Les interventions caustiques de Frédéric Lambert, parfait maître de cérémonie pour un tel cabaret, ajoutait à la frénésie de la soirée. Les deux chanteurs, Marie-Annick Béliveau et Michiel Schrey, complices lyriques et scéniques parfaits, étaient à l’aise dans le burlesque tout autant que dans le jeu maîtrisé qu’exigeaient certaines œuvres. Ainsi, le duo des dindons extrait de l’opérette La Mascotte d’Edmond Audran est devenu un numéro hilarant, ridiculisant autant la convention vieillotte et l’humour défraîchi de l’opérette que les clichés de la musique contemporaine vocale. C’est en puisant à ces mêmes clichés que notre duo vocal, avec la participation de la violoncelliste Chloé Dominguez (mais sans son violoncelle), interpréta l’Aria de John Cage dans un esprit irrévérencieux qui respectait néanmoins parfaitement les indications de la partition!
Un mot sur l’autre création au programme : Bonheurs de Marc Hyland. L’œuvre proposait un humour nettement plus caustique, avec une touche politique. Comme quoi on peut rire, mais c’est parfois un rire jaune… Les amalgames de citations et de styles savamment construits par le compositeur nous laissent une impression décalée, drôle et tragique à la fois. Marc Hyland à peut-être choisi d’endosser le rôle du clown triste de la soirée, mais sa pièce forme une sorte de catharsis : l’esprit du cabaret est ici judicieusement cerné en tant qu’exultation par l’humour et la musique de ce qui n’est pas si drôle que ça dans la vie de tous les jours.
En sortant du Lion d’or, sous un ciel gris et froid, avec néanmoins le cœur léger et l’esprit allègre, j’ai pensé à ma grand-mère Gertrude.
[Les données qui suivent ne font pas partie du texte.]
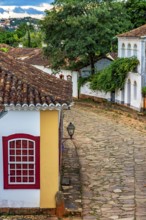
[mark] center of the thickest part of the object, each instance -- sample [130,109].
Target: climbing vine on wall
[113,77]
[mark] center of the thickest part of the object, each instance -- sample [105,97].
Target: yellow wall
[49,162]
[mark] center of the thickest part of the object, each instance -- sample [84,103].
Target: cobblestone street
[112,155]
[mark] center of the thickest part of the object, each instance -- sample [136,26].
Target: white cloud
[11,14]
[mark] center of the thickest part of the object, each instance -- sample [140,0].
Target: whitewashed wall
[74,75]
[99,65]
[85,90]
[18,122]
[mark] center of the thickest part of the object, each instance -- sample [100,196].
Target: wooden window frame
[6,155]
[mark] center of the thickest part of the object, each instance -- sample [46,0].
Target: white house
[31,104]
[132,43]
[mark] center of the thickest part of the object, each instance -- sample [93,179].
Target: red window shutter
[21,161]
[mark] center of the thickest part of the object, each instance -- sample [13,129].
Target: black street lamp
[70,129]
[29,39]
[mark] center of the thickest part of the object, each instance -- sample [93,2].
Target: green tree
[76,30]
[136,10]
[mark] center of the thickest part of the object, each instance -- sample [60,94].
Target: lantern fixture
[71,129]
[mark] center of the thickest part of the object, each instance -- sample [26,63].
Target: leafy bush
[113,77]
[144,91]
[4,49]
[83,80]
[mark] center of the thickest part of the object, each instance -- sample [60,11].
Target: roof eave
[37,107]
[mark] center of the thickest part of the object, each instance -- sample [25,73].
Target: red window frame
[6,164]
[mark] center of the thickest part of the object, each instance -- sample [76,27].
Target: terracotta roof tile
[138,32]
[22,84]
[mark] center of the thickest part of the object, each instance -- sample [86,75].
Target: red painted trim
[5,162]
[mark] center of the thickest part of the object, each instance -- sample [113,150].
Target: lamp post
[70,129]
[29,39]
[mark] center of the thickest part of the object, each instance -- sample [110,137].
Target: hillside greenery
[113,77]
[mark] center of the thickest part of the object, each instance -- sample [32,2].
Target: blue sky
[23,2]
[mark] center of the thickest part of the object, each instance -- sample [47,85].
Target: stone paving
[113,165]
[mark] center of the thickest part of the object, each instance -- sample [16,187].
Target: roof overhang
[37,107]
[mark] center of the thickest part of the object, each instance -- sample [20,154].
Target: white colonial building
[132,43]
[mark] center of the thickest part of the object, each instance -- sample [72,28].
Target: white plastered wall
[135,101]
[18,122]
[74,75]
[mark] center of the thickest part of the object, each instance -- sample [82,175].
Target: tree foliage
[78,29]
[136,9]
[113,77]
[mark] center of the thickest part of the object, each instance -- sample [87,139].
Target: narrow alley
[112,155]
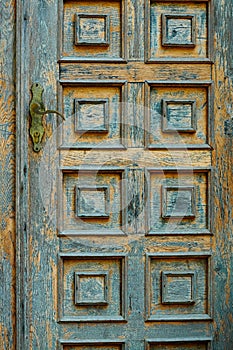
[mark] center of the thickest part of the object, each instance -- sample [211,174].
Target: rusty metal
[37,111]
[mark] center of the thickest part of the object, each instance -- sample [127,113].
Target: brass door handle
[37,111]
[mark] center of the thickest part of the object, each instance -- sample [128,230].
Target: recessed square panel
[91,288]
[178,30]
[178,201]
[178,287]
[92,344]
[92,201]
[178,344]
[91,115]
[179,116]
[92,29]
[95,116]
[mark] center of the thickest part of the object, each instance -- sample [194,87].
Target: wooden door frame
[222,174]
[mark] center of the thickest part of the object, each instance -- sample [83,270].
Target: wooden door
[118,212]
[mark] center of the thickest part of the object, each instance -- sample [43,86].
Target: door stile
[22,324]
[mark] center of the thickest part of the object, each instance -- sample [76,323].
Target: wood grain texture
[7,175]
[37,245]
[223,179]
[123,171]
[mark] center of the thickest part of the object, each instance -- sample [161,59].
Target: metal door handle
[37,111]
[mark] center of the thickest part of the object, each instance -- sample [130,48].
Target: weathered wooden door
[121,224]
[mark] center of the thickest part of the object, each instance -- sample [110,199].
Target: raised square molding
[178,30]
[92,29]
[92,201]
[178,287]
[179,115]
[91,115]
[91,288]
[178,201]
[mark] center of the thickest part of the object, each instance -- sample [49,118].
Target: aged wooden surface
[7,176]
[223,179]
[136,271]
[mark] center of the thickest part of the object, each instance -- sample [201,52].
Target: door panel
[119,254]
[132,196]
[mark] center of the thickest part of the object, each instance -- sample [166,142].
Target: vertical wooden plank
[135,115]
[222,181]
[36,224]
[7,175]
[135,33]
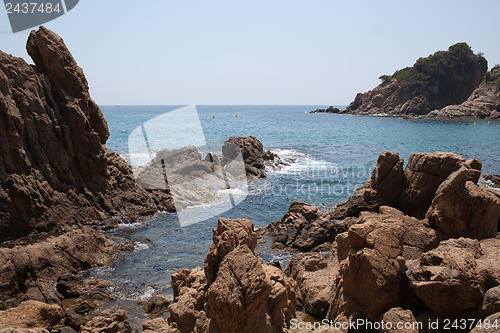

Cette dernière est une inépuisable source de dictons et proverbes savoureux puisés dans son Charlevoix natal. Je l’entendais dans ma tête s’exclamer : « Si on ne vaut pas une risée, on ne vaut pas grand chose! ». Ce savoureux adage d’une sagesse toute populaire, provenant de celle qui n’hésite pas à rire de ses erreurs et de ses défauts, est un bon résumé de la soirée : assumons le ridicule d’une certaine musique contemporaine et offrons-nous le luxe d’en rire un peu. Car il y a souvent de quoi rire dans ce milieu! Laissons de côté nos susceptibilités et abandonnons-nous à ce plaisir de la dérision et de l’auto-dérision. Servie par des musiciens en pleine possession de leurs moyen, ce concert comique ne pouvait qu’être jubilatoire, exutoire. Vivement une autre édition de ce cabaret incontournable!